ROANOKE TIMES

                         Roanoke Times
                 Copyright (c) 1995, Landmark Communications, Inc.

DATE: TUESDAY, March 27, 1990                   TAG: 9003270292
SECTION: NATIONAL/INTERNATIONAL                    PAGE: A/1   EDITION: EVENING 
SOURCE: Associated Press
DATELINE: WASHINGTON                                LENGTH: Medium


COURT UPHOLDS BLACK-LUNG LAW

The Supreme Court today upheld a federal law that one state court said makes it too difficult for coal miners who contract black lung to get a lawyer's help when seeking benefits.

The justices unanimously reversed a ruling by West Virginia's highest court that the law, and its system for awarding lawyer fees in black-lung benefits cases, violates due-process rights.

Pneumoconiosis, a chronic respiratory and pulmonary disease commonly called black lung, afflicts numerous coal miners.

Under the Black Lung Benefits Act, Congress provides disability payments to those miners who are unable to work because of the disease.

Those who apply for such benefits are entitled to have a lawyer's help, and lawyers who assist miners in obtaining benefits have their fees paid by the coal mine operator, its insurance carrier or the government.
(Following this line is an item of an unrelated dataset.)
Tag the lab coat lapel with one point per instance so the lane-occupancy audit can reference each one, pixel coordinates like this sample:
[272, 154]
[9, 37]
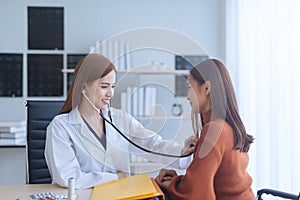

To get such fees paid, a lawyer must apply separately to the Labor Department and to the official who presided over the application hearing. No fees award is made until a miner receives a final award of benefits.

West Virginia lawyer George R. Triplett, beginning in 1978, entered into contingent-fee agreements to help about 15 miners seeking black-lung benefits. The agreements entitled Triplett to one-fourth of any back benefits collected by the miners.

Since the fees Triplett collected between 1978 and 1983 were never approved by the Labor Department or any court, they were in violation of Labor Department regulations.

The West Virginia State Bar's Committee on Legal Ethics in 1987 recommended that the state's highest court suspend Triplett for six months for violating the regulations.

The state Supreme Court of Appeals, in a 3-2 decision in 1988, refused to enforce the suspension.

The case is Labor Department vs. Triplett, 88-1671.